Retrouver l’équilibre entre droits et devoirs

Il y a une raison véritable qu’il faut rappeler – marteler même – pour comprendre notre devise si solidement ancrée. Il ne saurait y avoir de fraternité sans égalité préalable, laquelle ne peut émerger dans une société sans liberté. Notre devise s’inscrit dans une évolution qui, si elle peut aujourd’hui sembler naturelle, n’est jamais totalement acquise.


Vivre dans une société libre n’est pas un exercice simple. L’exercice de la liberté n’est pas inné. A ceux qui estiment que notre République n’est pas libre, nous leur disons : voyez ce que cela est de vivre dans une dictature ou dans un des nombreux pays où la liberté d’expression peut vous conduire en prison voire pire. La liberté de chacun s’arrête aux portes de la liberté d’autrui ; si nos lois régissent nos libertés en recherchant un équilibre entre leur exercice et leurs limites, c’est parce qu’il existe des lois qu’une société ne vire pas à l’anarchie. Et c’est parce que l’exercice de nos libertés doit se faire de manière respectueuse qu’il est possible de donner les fondements à une société propice à l’égalité.


Il n’est pas concevable de vivre dans une société garante de l’égalité des droits, si nous n’avons pas appris correctement à exercer les libertés qui sont les nôtres. Il ne saurait y avoir de respect de l’égalité si nous ne sommes pas capables de respecter les libertés d’autrui et ce qui constitue sa dignité en tant qu’être. C’est une fois ce premier exercice réussi qu’une société peut concevoir l’égalité de chacun. Egalité en droits et en libertés tels que conférés par la loi, sans distinction de naissance ou de condition.

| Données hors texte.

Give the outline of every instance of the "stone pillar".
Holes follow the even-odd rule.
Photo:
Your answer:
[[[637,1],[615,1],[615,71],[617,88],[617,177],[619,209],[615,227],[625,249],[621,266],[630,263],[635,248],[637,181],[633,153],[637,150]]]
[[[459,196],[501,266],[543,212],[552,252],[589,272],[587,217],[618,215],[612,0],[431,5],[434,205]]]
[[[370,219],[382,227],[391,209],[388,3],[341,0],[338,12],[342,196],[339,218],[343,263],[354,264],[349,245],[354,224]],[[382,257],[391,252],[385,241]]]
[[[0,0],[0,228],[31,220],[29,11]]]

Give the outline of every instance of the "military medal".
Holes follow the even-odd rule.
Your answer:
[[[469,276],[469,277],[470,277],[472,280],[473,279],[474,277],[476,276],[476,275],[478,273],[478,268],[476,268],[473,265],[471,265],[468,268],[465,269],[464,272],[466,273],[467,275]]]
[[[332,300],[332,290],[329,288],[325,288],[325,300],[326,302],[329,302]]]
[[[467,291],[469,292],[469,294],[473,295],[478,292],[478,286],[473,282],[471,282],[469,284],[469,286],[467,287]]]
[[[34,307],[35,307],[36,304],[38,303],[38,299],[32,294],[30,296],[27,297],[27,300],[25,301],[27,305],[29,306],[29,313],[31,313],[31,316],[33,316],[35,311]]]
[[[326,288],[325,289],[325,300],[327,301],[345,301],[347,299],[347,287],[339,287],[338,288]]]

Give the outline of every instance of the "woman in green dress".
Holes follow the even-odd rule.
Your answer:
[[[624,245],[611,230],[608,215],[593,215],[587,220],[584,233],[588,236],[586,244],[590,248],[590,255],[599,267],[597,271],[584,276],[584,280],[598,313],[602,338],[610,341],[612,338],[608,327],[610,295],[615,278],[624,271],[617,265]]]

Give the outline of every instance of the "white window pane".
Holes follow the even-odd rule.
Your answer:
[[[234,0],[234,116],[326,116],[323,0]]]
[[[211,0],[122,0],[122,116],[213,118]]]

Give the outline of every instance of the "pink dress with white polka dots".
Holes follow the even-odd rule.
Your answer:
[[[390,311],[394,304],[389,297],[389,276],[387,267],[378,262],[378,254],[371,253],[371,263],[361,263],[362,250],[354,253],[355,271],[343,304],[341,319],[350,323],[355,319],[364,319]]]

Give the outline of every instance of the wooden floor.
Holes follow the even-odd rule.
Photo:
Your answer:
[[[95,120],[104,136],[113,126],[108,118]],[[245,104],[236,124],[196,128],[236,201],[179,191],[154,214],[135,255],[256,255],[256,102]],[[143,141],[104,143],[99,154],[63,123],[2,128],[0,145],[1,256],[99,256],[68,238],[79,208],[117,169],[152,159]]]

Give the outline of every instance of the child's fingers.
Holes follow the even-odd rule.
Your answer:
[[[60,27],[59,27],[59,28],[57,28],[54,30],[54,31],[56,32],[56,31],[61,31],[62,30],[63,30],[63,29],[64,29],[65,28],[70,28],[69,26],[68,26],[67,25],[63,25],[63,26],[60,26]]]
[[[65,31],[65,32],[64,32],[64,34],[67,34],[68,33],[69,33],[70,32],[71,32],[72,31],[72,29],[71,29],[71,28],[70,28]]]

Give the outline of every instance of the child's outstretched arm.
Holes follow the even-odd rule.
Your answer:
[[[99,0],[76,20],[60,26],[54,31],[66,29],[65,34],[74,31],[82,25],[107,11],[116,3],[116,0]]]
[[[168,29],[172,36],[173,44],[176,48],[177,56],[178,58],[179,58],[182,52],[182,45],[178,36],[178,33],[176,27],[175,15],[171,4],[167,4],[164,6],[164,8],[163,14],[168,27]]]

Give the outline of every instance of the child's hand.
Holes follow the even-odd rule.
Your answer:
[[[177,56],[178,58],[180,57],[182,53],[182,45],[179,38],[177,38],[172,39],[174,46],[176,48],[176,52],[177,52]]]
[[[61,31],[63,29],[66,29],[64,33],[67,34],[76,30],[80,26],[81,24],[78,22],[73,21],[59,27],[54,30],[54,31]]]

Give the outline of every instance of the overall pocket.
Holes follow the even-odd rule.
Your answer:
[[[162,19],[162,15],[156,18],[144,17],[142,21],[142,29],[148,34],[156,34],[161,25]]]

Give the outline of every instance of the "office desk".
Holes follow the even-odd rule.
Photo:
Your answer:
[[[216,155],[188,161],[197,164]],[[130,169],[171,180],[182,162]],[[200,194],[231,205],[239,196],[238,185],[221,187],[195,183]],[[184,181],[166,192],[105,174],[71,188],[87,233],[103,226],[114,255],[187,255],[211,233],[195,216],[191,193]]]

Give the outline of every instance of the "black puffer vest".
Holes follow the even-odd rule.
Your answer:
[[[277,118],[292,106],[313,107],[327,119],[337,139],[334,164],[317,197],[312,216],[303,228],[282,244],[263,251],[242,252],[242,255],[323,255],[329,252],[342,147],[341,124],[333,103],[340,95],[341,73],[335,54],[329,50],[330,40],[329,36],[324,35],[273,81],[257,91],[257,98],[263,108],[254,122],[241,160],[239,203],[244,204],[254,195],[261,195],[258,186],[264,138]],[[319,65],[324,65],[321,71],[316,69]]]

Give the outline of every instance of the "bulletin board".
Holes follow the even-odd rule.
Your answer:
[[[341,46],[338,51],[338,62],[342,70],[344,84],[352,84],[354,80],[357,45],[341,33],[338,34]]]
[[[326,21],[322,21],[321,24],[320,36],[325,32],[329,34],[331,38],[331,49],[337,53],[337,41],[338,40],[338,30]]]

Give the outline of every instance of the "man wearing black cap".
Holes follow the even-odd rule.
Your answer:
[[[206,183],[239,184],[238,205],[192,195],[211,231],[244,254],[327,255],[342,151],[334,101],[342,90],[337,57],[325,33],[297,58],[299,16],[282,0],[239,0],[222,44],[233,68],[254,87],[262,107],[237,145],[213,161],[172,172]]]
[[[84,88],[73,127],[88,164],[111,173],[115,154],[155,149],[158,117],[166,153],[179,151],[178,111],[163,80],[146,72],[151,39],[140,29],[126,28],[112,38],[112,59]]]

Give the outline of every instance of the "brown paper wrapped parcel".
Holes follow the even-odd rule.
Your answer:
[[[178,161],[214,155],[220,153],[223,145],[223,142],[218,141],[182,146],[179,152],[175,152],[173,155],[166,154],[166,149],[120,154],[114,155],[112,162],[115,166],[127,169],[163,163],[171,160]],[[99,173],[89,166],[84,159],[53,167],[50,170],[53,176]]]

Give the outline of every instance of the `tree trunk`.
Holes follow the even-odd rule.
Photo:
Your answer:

C’est, et seulement à cette condition, parce qu’une société permet à ceux qui y naissent d’être libres et égaux en droits qu’elle peut tendre vers la fraternité. Née de l’aspiration à la liberté et dirigée par une cause commune (l’égalité des droits), la fraternité peut alors émerger. La devise Liberté, Egalité, Fraternité est donc un apprentissage concentrique, progressif, et par étapes. Vouloir envisager une quelconque forme de concorde au sein de la République sans avoir acquis l’apprentissage de la liberté et le respect de l’égalité des droits comme socle fondateur est illusoire.


Nous devons rappeler non seulement le sens des termes de notre devis mais aussi le sens de cette construction, devenue officielle en 1848 puis inscrite dans la Constitution de la Vème République que tant cherchent à déconstruire. C’est en comprenant mieux le sens de cette devise que nous pourrons plus efficacement lutter contre les attaques insidieuses contre la République.


La Nation, par-delà les communautarismes


Le communautarisme, quelle qu’en soit la forme (woke, identitaires, racialistes, religieux…), en est un exemple : en considérant que les seuls « frères » sont ceux de la communauté, la fraternité, loin d’être universelle, devient sélective. Ce faisant, il n’y a plus d’égalité des droits, seulement des droits à géométrie variable dont seuls ceux respectant certains préceptes religieux sont enclins à en être dépositaires. Mécaniquement, et dans la vie courante, l’exercice de la liberté se restreint alors au profit de ceux qui ne sont pas dans la conception de la fraternité que des communautés tentent d’imposer.

Notre devise traduit à merveille cet esprit vivace et critique que les autres nations nous ont tant envié dans un passage de l’Histoire de notre pays : celui d’une construction intellectuelle immuable et garante de l’identité pour laquelle notre Pays s’est soulevé en 1789.

« La meilleure façon de servir la République est de redonner force et tenue au langage » (Francis Ponge). Tentons de ne pas l’oublier pour que la construction de notre devise ne devienne pas qu’une simple incantation.